Вскоре пришел ответ…

«Дорогая Прасковья Ильинична! Мы получили письмо от своих и Ваших друзей, которые себя не назвали. Но это не имеет значения… Мы уже были на могиле Вашего брата. В карауле возле памятника постояли. Положили цветы к подножию. И будем так делать часто! Вы не волнуйтесь… Езжайте спокойно к сыну. А мы Вам будем посылать фотографии памятника: у нас на две школы один общий фотокружок есть. Первый снимок посылаем уже сейчас. Извините, что не цветной. Учитель, у которого есть пленка цветная, уехал на пять дней в город. А мы не хотели ждать… Нет ли у Вас фотографии Вашего брата довоенной поры? Мы в фотокружке сделаем копии, а снимок вернем. Дело в том, что у нас и музей есть — «Защитники». Если б не Ваш брат, не его боевые товарищи, наших сел и в помине бы не было. И дедушки с бабушками бы в живых не остались, а значит, не было б, может, и нас самих! Дорогая Прасковья Ильинична, не сомневайтесь: мы всё, о чем написали, выполним. Только пришлите свой новый адрес. Мы тоже решили подписаться: «Ваши друзья». И если не возражаете, всегда так будем подписываться».

Учителя Диму с Тимой любили. Именно «с», потому что порознь их как-то не представляли себе.

Преподавательница физики, говорившая о притяжении противоположных характеров, как разноименных зарядов, настаивала на своем мнении:

— Они дополняют друг друга. Чего нет в одном, то найдешь в другом. Получается как бы единый многоцветный характер!

— До того многоцветный, что порою в глазах рябит, — вставляла преподавательница химии, которая остерегалась тяги друзей к опытам и экспериментам.
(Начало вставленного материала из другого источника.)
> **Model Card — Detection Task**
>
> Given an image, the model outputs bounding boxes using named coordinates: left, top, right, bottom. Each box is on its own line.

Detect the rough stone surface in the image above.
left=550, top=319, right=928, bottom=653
Особенно Тиминой тяги!

Если в химическом кабинете что-то внезапно вспыхивало, взрывалось, она панически восклицала:

— Ясно… Это — Дима, Тима и так далее!

Под тревожным «и так далее» она разумела горючее свойство этой смеси: Димы и Тимы. Хотя признавала, что Дима в нужный момент исполнял и роль огнетушителя, благодаря чему вспышки и взрывы к трагическим последствиям не приводили.
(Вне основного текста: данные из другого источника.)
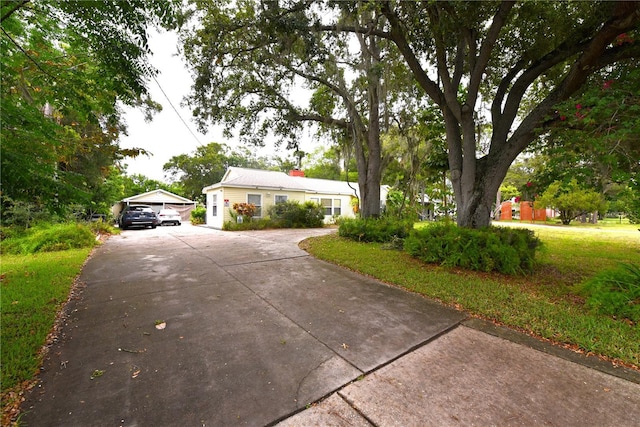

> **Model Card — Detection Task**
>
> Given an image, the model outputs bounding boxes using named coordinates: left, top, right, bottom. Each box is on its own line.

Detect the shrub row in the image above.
left=404, top=223, right=540, bottom=274
left=338, top=218, right=541, bottom=274
left=223, top=201, right=324, bottom=231
left=338, top=217, right=413, bottom=243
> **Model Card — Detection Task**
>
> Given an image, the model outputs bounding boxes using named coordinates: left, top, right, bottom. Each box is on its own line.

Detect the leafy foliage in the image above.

Другие учителя, переняв у преподавательницы химии эту фразу, произносили ее иным тоном и с иными акцентами. Если нужно было поручить шестому «В» что-нибудь чрезвычайное, говорили:

— Шестой «В» справится! Там же — Дима, Тима и так далее…

В этих случаях под «и так далее» тоже подразумевались не остальные ученики, а благоприятные результаты содружества Димы и Тимы, их, так сказать, определяющей роли в классе.

Но одному человеку эта роль была явно не по душе. Хотя сказать «не по душе» было бы не совсем верно, ибо многие сомневались, есть ли душа у Стасика Конопатова. Чаще его называли просто по фамилии: Конопатов.